I don’t remember exactly the lead-up to the idea of stealing, I just remember my childhood friend Cristina, her brother Luigino and I sitting on their balcony and plotting to steal a bottle of perfume for our Barbie dolls, the next time we would go to Standa (a famous Italian supermarket, equivalent to K-Mart or Target, but they also have a food department).
In my defence, I can only say that the idea never came from me, that I remember clearly: it was Cristina that suggested it. I was never taught by my parents that stealing was right, quite the opposite, whereas I am pretty sure that Cristina and Luigino must have learned that from their mother (my mother told me years later that Marisa, Cristina’s mother, actually had a habit of doing just that).
Anyway, the day came when we all went to Standa with Marisa. We children went around the aisles until we found the perfume department with all those pretty little bottles.
I wish I could say that I was shitting my pants the whole time, but truth is I don’t remember how I felt, then. I knew what I was doing was wrong, but I don’t remember if I felt excited, scared, or ashamed. I don’t think I felt smug about it, though.
I picked up one of the bottles and held it tight to my chest, stealing glances at it every now and then (quite the cunning, nonchalant, dissimulating thief I was! Right.). Cristina and Luigino had got their bottles, too, but I think they must have put them back down, because when we got to the counter, I was the only one who was caught red-handed, when the lady asked if Marisa was also paying for what I was holding to my chest.
I wonder to this day that I did not have a heart attack, right there and then. But it was certainly then that I did start to feel it, the sudden, overwhelming shame.
I don’t remember much after that, I don’t remember if the perfume bottle was taken from me or if I gave it back of my own free will. I don’t remember the way home, except for Marisa repeating all along how I should be ashamed of myself (of course Marisa never got to know that her own daughter was the mastermind behind all this, and that she and Luigino were as guilty as I was at least, because I never said a word about them). There was no need for that, because I do remember how indeed ashamed I was and the fear of what my parents would say… or do. I thought that since I had not died on the spot, my parents would make sure to put a remedy to that.
So, when we got home, Marisa told everything to my mum. And there were other people present.
What hurt me the most was that, irony of all ironies, and shame of all shames, Cristina’s mother got to be the self-righteous, outraged parent, while my mother, who has always been a pillar of integrity, got to be the ashamed one, the one who had failed at teaching me values, exposed in front of other people, too.
My mother told my father and I waited for the sword to fall on my head, but they never laid a hand on me to punish me for what I did.
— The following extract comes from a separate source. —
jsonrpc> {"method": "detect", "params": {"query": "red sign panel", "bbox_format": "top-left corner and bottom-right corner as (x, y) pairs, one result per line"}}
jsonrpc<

They just stressed how disappointed they were in me and that I had hurt them very much.
That was enough for me. I never did it again, did not even ever think in my wildest dreams of doing it again. And to this day I haven’t. It turns out that my parents did indeed do a good job with me (even if I say so myself!), as I do like what I have become: an honest person, for whom integrity and ethics are the most important things. Certainly, that episode was a good lesson to be learned.
So, I think you have done a great job with your daughter, in that occasion: make her face the consequences of her actions was the best thing you could ever do. I am sure she will learn the lesson, as I did, and she will grow up to be an honest, trustworthy young lady. Chin up.